PESHAWAR, Aug 5: The NWFP government missed the Rs4.05 billion provincial own receipts (PORs) target for the financial year 2002-03 with a big margin, undermining its commitments with the international donor agencies viz-a-viz improving revenue generation capacity.
In line with its commitments with the World Bank and other international financial institutions, the province was required to record improvement in its internal resource base by increasing receipts under various heads of PORs and expanding the scope of user charges during the financial year 2002-03.
The NWFP government recorded a total collection of about Rs3.5 billion — missing the Rs4.05 billion target by a margin of over Rs500 million, said a senior government functionary.
The PORs target for the financial year 2002-03 had been fixed at Rs4.077 billion which was later brought down to Rs4.05 billion under the revised budgetary estimates.

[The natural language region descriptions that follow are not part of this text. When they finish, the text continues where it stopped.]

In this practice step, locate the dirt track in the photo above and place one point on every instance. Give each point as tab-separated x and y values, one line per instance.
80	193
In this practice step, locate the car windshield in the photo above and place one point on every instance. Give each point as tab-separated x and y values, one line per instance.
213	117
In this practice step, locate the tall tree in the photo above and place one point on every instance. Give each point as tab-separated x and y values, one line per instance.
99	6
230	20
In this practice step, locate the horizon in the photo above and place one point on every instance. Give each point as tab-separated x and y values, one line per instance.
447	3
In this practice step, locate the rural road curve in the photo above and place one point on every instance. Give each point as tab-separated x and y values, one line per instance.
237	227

None of the successive provincial governments — during the last ten years — managed to meet the annual PORs targets of their respective tenures owing to incapacity and inefficiency on the part of the tax collection machinery as well as high recovery targets, said one of the officials.

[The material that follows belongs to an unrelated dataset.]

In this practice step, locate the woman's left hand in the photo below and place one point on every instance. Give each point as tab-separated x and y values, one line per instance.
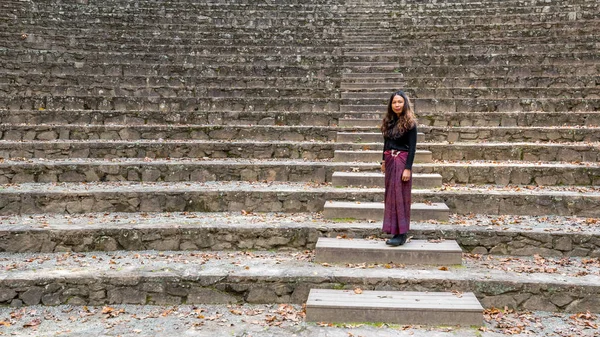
406	175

A senior finance manager of the province said the province would have missed the PORs target with a margin greater than the existing level of slightly over Rs500 million if Wapda had not released more than the amount it was supposed to release to the province on account of electricity duty — a provincial levy collected from electricity consumers by Wapda on behalf of the provinces.
In its revenue receipt estimates, the NWFP government had anticipated to raise Rs200 million under the head of electricity duty. In actual, the province received Rs300 million under the same head, as per its revised revenue receipt estimates reflected in the new financial year’s budget documents.
The province, said a CBR NWFP official, kept on putting a poor show by recording not up-to-the-mark revenue under the important heads of abiana, land tax and agriculture income tax, land revenue and a couple of other heads of PORs.